Whereas Daniel Scott…
What a thing to think. But he had been a bit flirty with her, although he was probably like that with everyone. Eva watched as Daniel lowered his head to speak to a woman who fashioned genitalia in colourful pottery. She was giggling at him. Giggling. Eva looked back up at the painting again. Something in it which she hadn’t seen before, which she wouldn’t have been able to describe even had she attempted it, made her come out in goosebumps.
“Do you want to see the rest of them?” Lyndsey touched her arm. “And maybe accidentally bump into Mr Scott and grovel at his feet? Tell him he’s amazing and how sorry you are? Pweese?”

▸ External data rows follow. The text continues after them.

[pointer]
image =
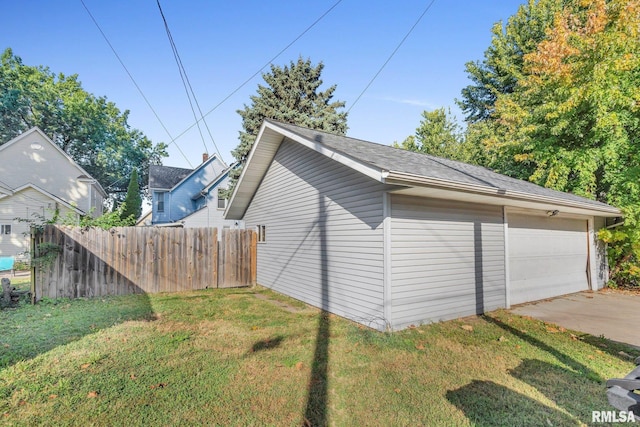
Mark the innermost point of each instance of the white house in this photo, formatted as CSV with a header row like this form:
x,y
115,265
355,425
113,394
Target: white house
x,y
38,179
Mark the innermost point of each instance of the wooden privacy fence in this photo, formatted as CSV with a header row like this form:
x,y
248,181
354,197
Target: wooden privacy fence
x,y
89,262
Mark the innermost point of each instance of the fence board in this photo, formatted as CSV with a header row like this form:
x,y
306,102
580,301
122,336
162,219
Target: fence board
x,y
125,260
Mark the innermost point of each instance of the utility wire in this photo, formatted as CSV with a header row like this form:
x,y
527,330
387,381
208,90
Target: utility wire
x,y
261,68
134,82
185,80
392,54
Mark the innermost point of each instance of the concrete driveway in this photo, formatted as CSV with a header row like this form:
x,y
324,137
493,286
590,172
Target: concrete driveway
x,y
612,314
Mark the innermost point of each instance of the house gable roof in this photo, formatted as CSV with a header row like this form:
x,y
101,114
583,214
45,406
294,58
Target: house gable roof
x,y
166,177
396,166
82,174
45,193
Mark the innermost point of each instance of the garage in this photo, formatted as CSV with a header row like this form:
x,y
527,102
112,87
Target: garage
x,y
548,256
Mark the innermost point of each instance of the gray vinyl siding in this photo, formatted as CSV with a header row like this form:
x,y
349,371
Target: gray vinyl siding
x,y
324,234
447,259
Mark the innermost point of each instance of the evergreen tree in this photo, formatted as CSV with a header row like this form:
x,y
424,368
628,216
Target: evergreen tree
x,y
132,206
292,95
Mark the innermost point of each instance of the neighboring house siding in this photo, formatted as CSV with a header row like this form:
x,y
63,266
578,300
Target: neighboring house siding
x,y
209,215
447,259
30,205
179,202
47,168
324,234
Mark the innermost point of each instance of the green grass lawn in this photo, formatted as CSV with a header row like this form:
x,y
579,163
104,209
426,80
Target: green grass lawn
x,y
226,357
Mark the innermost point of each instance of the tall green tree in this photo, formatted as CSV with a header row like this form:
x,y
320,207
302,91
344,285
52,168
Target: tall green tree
x,y
292,94
502,67
573,118
440,135
132,205
92,130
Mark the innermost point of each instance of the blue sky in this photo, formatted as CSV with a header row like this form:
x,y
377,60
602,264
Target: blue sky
x,y
223,43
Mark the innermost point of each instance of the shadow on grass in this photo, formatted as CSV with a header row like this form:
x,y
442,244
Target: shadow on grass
x,y
569,390
486,403
316,410
267,344
560,356
30,330
315,413
619,350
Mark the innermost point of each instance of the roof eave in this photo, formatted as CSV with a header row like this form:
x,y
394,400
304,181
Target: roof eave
x,y
404,179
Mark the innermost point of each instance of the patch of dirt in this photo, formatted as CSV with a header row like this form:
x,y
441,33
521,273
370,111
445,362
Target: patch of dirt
x,y
282,305
622,291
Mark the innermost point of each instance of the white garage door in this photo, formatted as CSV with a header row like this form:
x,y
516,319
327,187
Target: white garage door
x,y
547,257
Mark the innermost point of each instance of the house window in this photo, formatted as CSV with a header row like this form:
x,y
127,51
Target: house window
x,y
262,233
160,201
222,203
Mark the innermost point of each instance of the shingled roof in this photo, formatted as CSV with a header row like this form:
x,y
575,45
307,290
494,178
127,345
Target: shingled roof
x,y
389,158
402,168
165,177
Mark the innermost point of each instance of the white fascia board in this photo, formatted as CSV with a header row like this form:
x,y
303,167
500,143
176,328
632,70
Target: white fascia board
x,y
267,143
505,197
241,197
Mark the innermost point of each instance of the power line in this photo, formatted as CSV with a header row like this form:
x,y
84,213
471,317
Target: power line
x,y
134,81
183,74
261,68
392,54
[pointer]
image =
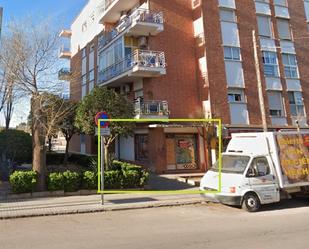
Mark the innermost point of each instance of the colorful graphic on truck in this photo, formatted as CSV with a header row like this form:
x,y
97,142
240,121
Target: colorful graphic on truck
x,y
294,156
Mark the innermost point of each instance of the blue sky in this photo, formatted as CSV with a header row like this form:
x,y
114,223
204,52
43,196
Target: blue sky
x,y
61,12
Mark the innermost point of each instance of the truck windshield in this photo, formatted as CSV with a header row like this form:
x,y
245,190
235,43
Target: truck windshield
x,y
232,164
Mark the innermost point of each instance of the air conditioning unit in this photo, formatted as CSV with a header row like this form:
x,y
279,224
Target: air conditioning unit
x,y
143,42
196,3
125,89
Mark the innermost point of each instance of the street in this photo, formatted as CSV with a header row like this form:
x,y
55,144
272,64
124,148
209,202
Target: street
x,y
284,225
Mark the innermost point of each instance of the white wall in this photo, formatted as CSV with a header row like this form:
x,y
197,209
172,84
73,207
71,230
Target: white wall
x,y
90,15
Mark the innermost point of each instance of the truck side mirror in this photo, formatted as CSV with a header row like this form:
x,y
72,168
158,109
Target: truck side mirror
x,y
250,173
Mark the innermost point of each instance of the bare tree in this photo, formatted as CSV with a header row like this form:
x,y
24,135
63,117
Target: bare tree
x,y
34,52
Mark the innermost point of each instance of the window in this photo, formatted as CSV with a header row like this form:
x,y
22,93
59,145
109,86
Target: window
x,y
296,104
84,26
259,167
264,26
290,65
284,29
235,95
84,85
227,15
275,103
232,53
270,62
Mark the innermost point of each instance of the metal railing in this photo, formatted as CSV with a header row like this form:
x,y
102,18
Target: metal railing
x,y
108,3
142,58
154,107
139,15
64,72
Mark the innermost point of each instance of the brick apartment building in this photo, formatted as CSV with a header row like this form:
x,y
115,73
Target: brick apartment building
x,y
191,59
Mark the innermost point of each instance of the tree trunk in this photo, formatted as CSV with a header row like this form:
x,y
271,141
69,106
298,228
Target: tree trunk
x,y
38,143
49,144
66,155
106,157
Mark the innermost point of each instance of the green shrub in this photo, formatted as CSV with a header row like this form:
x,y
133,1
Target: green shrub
x,y
131,179
89,180
55,182
144,178
23,181
71,181
53,158
113,179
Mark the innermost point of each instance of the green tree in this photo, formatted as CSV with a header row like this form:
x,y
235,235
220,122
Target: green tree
x,y
16,146
67,126
116,105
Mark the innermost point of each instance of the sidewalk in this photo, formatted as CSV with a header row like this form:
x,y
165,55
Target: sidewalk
x,y
89,204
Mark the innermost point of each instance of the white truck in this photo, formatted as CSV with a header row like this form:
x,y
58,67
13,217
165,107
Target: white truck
x,y
260,168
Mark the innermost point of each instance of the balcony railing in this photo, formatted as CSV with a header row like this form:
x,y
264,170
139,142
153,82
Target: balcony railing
x,y
141,61
108,3
64,74
151,108
139,15
64,52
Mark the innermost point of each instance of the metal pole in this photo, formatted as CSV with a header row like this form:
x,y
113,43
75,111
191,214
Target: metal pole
x,y
259,82
102,169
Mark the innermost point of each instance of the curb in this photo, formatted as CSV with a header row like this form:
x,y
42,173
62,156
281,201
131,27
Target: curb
x,y
105,209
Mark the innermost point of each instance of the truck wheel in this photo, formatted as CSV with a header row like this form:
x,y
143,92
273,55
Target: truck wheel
x,y
251,202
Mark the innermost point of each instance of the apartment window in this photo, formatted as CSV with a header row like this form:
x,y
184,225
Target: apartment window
x,y
290,65
264,26
270,62
84,52
227,15
84,85
296,104
236,96
91,75
281,3
284,29
84,26
232,53
275,104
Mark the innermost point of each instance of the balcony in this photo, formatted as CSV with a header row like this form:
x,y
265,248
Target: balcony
x,y
65,53
141,22
142,63
113,9
151,109
65,33
64,74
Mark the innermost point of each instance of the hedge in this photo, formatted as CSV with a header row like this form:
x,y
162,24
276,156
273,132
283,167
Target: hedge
x,y
123,176
23,181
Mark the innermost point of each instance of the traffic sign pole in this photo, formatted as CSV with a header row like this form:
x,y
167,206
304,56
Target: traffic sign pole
x,y
102,169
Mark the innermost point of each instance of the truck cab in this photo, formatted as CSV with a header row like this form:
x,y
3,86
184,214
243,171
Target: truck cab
x,y
247,180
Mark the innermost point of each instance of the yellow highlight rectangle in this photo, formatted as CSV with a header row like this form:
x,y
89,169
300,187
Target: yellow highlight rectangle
x,y
168,192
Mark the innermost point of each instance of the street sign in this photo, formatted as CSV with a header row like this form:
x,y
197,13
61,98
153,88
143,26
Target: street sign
x,y
105,132
102,115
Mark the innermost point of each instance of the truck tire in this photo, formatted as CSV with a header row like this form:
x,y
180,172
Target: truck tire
x,y
251,202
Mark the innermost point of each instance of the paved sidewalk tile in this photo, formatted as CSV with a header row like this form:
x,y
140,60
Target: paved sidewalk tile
x,y
86,204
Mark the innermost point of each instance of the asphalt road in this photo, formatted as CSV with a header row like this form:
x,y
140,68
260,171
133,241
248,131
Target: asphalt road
x,y
285,225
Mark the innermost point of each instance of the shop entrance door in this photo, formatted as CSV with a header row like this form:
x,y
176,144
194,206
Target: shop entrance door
x,y
186,152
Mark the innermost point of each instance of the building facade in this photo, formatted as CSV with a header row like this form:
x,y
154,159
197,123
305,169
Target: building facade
x,y
192,59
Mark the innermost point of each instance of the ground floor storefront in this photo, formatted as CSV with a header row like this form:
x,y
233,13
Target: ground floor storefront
x,y
165,150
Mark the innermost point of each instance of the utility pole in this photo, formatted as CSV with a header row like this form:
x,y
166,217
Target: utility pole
x,y
259,82
1,14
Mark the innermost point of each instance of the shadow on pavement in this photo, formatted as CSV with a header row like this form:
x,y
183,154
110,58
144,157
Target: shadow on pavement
x,y
157,182
132,200
286,204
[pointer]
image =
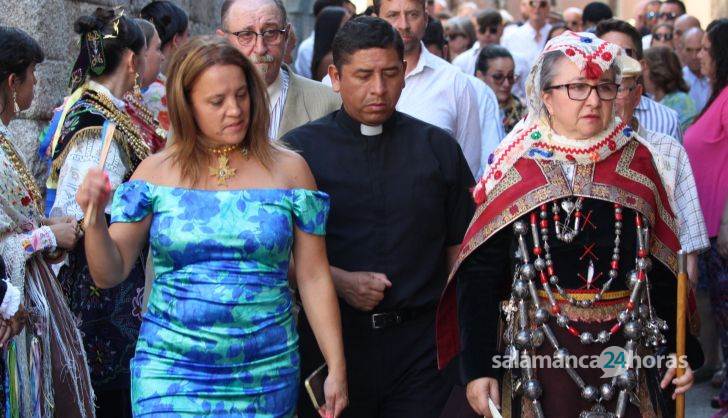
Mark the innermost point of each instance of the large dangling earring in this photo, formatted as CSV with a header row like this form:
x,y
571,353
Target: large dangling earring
x,y
15,102
137,86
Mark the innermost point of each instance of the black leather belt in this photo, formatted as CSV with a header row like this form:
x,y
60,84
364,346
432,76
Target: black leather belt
x,y
380,320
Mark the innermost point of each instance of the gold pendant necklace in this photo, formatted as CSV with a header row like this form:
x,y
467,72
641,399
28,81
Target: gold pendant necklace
x,y
223,171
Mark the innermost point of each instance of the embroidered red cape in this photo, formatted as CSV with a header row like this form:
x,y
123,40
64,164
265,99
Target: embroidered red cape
x,y
627,177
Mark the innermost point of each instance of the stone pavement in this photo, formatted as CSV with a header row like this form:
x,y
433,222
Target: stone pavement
x,y
697,404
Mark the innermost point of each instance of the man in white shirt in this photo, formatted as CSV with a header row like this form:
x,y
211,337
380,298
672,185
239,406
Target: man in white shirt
x,y
669,11
435,91
259,29
672,160
688,47
529,39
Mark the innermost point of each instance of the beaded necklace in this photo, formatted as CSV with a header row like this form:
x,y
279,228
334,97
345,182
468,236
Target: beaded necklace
x,y
26,177
637,321
223,171
123,122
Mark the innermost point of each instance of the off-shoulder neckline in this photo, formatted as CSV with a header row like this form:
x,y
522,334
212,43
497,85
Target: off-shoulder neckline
x,y
270,189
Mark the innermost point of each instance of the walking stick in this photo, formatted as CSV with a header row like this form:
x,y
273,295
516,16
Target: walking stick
x,y
682,296
89,217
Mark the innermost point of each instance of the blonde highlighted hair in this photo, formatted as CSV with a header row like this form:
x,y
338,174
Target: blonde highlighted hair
x,y
187,65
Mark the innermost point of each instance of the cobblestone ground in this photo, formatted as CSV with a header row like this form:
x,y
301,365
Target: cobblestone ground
x,y
697,404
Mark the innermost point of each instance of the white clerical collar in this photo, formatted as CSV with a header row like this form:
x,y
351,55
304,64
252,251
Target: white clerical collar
x,y
367,130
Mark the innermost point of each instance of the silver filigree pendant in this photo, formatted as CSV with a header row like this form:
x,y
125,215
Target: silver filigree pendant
x,y
597,411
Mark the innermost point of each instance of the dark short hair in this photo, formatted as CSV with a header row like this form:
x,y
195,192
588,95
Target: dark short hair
x,y
434,33
319,5
596,12
717,32
106,21
147,28
616,25
487,18
680,4
488,53
167,17
365,32
18,51
327,24
378,5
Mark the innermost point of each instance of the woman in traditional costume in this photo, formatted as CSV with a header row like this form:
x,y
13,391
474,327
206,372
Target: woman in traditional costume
x,y
152,132
46,372
576,234
172,25
223,208
110,57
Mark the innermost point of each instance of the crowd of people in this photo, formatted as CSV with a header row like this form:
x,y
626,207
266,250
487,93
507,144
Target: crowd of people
x,y
405,196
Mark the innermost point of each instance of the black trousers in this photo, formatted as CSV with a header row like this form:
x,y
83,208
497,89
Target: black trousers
x,y
392,372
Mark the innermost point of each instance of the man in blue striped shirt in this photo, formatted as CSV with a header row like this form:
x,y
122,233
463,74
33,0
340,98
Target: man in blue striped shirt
x,y
652,115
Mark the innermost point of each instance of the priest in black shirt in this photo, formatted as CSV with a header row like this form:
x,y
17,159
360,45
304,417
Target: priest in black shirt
x,y
400,206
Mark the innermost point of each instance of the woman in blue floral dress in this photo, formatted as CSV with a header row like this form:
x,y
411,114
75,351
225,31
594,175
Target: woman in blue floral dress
x,y
222,209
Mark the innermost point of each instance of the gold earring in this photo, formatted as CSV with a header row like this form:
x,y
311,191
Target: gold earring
x,y
15,102
137,86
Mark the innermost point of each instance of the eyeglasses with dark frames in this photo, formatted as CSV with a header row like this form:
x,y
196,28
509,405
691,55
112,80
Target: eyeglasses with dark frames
x,y
662,36
490,29
582,91
668,16
500,78
270,37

“I’d love to see the rest of them, but speaking to him depends on how likely he is to keep talking to that woman about her pottery pudenda.” Eva snorted with laughter. “Am I mean? It’s just…my foundation art course was bulging with them, and she somehow makes a living from crockery cocks!”
“She’s probably not being rude to him.” Lyndsey slipped her arm though Eva’s. “Come on, talk me through these scenes of horror, it’s not a world I often inhabit!”